In The Word for World Is Forest, Davidson's pivotal role in shocking the Athshean protagonist Sam/Selver out of his nonviolence makes Davidson a kind of inoculant, or maybe a persistent toxin. It's personal, not just systems-based, and it's far richer as a result. We get to watch two humanoid species at war on the home planet of the lesser species, watch multiple humanoid species try to understand each other, and - most importantly of all - imagine what comes next after this kind of cataclysm, for the winner who cannot but be changed by the experience. And on both sides of the conflict, it's about the individuals, not just the species.
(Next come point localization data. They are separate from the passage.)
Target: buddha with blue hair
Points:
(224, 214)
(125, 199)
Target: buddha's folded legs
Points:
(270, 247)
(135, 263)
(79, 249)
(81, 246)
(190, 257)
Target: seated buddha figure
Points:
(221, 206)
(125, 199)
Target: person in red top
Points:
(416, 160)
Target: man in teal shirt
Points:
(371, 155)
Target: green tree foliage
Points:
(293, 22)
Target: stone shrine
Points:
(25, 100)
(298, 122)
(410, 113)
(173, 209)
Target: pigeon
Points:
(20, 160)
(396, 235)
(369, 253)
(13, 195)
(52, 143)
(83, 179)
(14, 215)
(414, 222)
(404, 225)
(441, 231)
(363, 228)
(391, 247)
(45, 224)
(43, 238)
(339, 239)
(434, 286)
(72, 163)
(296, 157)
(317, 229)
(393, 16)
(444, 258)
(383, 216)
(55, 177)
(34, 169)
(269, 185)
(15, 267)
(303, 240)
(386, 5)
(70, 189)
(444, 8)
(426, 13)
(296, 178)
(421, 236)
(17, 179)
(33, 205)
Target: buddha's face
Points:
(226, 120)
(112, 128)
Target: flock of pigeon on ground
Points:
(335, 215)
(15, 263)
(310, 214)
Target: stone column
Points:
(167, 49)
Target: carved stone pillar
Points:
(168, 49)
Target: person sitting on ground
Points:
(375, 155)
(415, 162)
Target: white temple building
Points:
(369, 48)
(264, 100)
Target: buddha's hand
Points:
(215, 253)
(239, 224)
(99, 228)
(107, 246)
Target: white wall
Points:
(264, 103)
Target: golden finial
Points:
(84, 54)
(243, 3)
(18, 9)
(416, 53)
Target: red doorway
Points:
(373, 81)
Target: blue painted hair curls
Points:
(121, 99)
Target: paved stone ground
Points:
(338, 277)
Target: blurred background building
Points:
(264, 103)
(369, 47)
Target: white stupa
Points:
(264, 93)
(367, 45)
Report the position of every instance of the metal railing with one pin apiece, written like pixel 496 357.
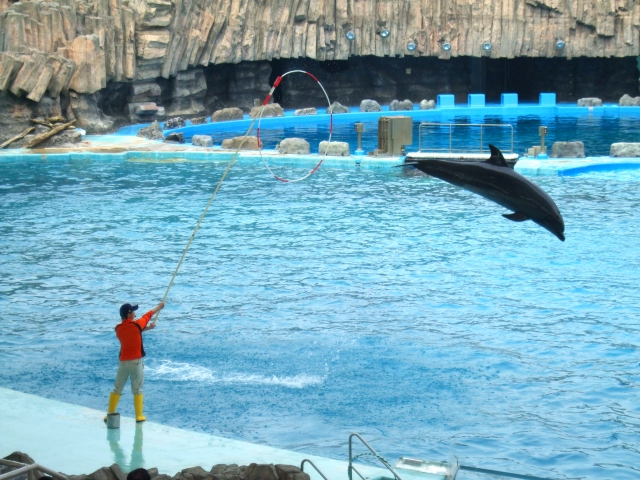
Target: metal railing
pixel 25 468
pixel 373 452
pixel 306 460
pixel 482 126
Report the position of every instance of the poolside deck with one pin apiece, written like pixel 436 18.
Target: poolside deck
pixel 72 439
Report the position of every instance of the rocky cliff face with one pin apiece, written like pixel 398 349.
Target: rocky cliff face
pixel 50 48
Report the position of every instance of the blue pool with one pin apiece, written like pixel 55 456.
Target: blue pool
pixel 597 129
pixel 385 303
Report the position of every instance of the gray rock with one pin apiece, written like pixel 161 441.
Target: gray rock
pixel 290 472
pixel 337 107
pixel 396 105
pixel 296 146
pixel 65 139
pixel 261 472
pixel 176 122
pixel 152 132
pixel 270 110
pixel 202 140
pixel 117 471
pixel 629 101
pixel 306 111
pixel 226 114
pixel 24 458
pixel 370 106
pixel 175 137
pixel 188 90
pixel 427 104
pixel 251 143
pixel 629 150
pixel 567 150
pixel 334 149
pixel 589 102
pixel 84 108
pixel 196 473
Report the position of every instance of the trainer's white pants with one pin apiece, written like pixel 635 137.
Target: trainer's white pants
pixel 126 369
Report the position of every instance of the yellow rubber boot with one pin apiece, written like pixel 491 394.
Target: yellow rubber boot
pixel 114 398
pixel 138 401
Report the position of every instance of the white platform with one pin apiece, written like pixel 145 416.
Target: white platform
pixel 74 440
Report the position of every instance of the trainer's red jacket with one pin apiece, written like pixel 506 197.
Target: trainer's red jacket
pixel 129 332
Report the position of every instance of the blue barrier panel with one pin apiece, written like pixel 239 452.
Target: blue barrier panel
pixel 476 100
pixel 446 101
pixel 547 99
pixel 509 100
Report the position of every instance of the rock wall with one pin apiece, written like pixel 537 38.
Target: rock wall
pixel 80 45
pixel 140 60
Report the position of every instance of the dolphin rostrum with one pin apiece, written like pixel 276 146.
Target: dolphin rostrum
pixel 494 180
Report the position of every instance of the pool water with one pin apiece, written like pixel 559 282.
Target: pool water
pixel 386 303
pixel 597 132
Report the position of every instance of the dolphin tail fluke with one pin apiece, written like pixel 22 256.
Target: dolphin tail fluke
pixel 516 216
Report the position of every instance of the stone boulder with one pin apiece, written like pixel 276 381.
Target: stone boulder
pixel 84 108
pixel 270 110
pixel 396 105
pixel 334 149
pixel 337 107
pixel 177 122
pixel 589 102
pixel 194 473
pixel 295 146
pixel 370 106
pixel 26 459
pixel 306 111
pixel 290 472
pixel 175 137
pixel 202 140
pixel 251 143
pixel 152 132
pixel 628 150
pixel 629 101
pixel 427 104
pixel 64 139
pixel 567 150
pixel 261 472
pixel 226 114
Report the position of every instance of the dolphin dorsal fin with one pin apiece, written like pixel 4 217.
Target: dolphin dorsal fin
pixel 496 157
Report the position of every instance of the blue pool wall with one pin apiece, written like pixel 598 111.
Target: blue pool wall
pixel 546 108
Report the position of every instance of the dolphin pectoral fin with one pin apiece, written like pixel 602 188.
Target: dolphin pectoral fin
pixel 516 216
pixel 496 157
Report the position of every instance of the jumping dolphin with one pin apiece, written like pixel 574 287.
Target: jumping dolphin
pixel 494 180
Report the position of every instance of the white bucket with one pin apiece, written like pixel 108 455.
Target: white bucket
pixel 113 420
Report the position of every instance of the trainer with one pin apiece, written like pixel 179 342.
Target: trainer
pixel 129 332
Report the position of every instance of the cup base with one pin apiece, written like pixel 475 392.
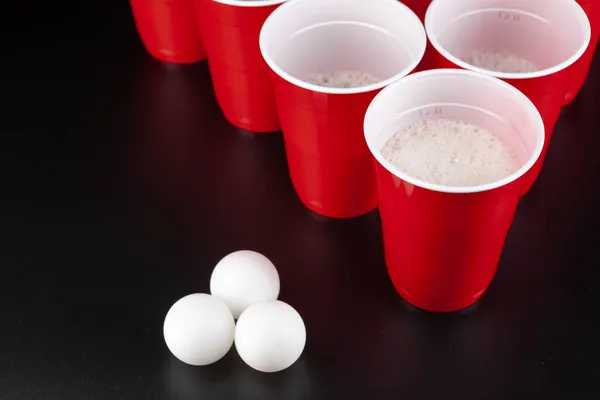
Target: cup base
pixel 251 129
pixel 441 308
pixel 323 213
pixel 174 59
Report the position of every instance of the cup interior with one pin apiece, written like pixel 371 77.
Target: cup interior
pixel 459 95
pixel 382 38
pixel 546 33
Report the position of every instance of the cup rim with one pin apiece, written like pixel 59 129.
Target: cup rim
pixel 250 4
pixel 330 90
pixel 532 110
pixel 511 75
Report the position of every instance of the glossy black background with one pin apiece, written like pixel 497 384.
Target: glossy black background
pixel 122 186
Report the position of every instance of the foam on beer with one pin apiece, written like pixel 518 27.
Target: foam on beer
pixel 500 61
pixel 342 79
pixel 450 153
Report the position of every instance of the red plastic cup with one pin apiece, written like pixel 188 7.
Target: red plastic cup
pixel 552 34
pixel 241 79
pixel 328 160
pixel 582 67
pixel 442 244
pixel 419 7
pixel 168 30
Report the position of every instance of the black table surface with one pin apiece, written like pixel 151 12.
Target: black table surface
pixel 123 185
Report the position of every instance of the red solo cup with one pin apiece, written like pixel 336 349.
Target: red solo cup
pixel 582 67
pixel 552 34
pixel 168 29
pixel 419 7
pixel 442 244
pixel 241 78
pixel 329 163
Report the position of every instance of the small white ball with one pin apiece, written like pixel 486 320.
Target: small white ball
pixel 244 278
pixel 270 336
pixel 199 329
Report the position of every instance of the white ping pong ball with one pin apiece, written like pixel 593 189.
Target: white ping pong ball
pixel 199 329
pixel 244 278
pixel 270 336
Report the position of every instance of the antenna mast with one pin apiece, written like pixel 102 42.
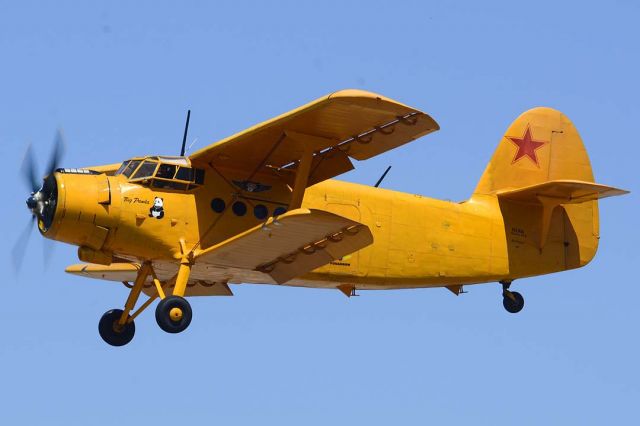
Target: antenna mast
pixel 186 129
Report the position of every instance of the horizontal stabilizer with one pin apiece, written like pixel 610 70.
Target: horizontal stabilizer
pixel 561 192
pixel 290 245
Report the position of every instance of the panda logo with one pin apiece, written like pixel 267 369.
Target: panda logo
pixel 157 210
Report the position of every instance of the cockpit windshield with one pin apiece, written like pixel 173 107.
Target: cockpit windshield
pixel 166 171
pixel 163 172
pixel 146 170
pixel 130 167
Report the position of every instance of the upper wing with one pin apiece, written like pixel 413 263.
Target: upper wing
pixel 348 123
pixel 294 244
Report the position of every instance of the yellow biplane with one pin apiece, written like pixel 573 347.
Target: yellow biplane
pixel 261 207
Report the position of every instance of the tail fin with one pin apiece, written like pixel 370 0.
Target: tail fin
pixel 544 184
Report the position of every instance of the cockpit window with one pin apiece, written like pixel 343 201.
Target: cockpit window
pixel 146 170
pixel 185 173
pixel 166 171
pixel 169 184
pixel 131 166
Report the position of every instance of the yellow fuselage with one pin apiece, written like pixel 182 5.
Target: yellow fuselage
pixel 418 241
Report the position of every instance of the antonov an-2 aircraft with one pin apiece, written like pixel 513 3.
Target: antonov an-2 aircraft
pixel 261 207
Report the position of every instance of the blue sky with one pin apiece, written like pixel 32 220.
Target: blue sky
pixel 119 76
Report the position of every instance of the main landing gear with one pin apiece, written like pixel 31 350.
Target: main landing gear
pixel 173 313
pixel 512 301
The story parallels the Vietnam war in some ways, but it would have resonated at the time with all sorts of social justice movements. The humans' response to the Athsheans' radical nonviolence, for example, reminded me of the 1965 marches in Selma, Alabama. The dehumanizing language applied to the Athsheans - noted primarily for their long hair - would have made sense to the hippies, even if the Athsheans' hair is usually green and grows all over the body.

So anyway, there's just so very much to say about this fast read of a novel, I enjoyed it enormously, and I'd totally recommend it. But you know what? It's not even the book I enjoyed most this weekend. More about that tomorrow!

Comments

Anonymous said…
I liked this book, too--haven't seen the movie, but wonder if Le Guin's novel has also informed China Miéville's new novel, Embassytown.

I wonder if you'd like CM, or perhaps have already read Perdido Street Station or maybe The City and the City.

~Jasmine
richard said…
Like I said in today's Ozeki review, there's too damned many books out there to get to. I need people to read on my behalf, and not just to tell me about it but to download the experience into my brain.

So no, I haven't read any Mieville yet. Argh, argh, and double argh. I should, you think?
Anonymous said…
I definitely do, if you can steel yourself to a writing style utterly given over to a raging and unashamed love for verbiage and monsters. His writing is richly grotesque and clever, drawing on everyone from Benjamin to Derrida to all forms of Marxism, ever. But not annoyingly, if you like worldmaking. Perdido Street Station is perhaps the best place to start. The City and the City is probably his cleverest book. The Scar is, imho, his most sublime (proper sense). Iron Council is the best phantasmagorical gay western love story about social revolution I've read thus far.

~Jasmine
jo(e) said…
I ordered this book after reading your review -- and read it yesterday. I'd been wanting to use _Always Coming Home_ in my contemporary nature literature course but it's just too long. So I think I'm going to use this one instead.
richard said…
Yeah, I'm a tastemaker. (Flicks imaginary bit of fluff off shoulder.)

Very glad to hear that you liked it, and one of these conferences, or online, I'd love to hear more about your enviro course. I'm wondering how to make ours more sustainable, more robust within the English program.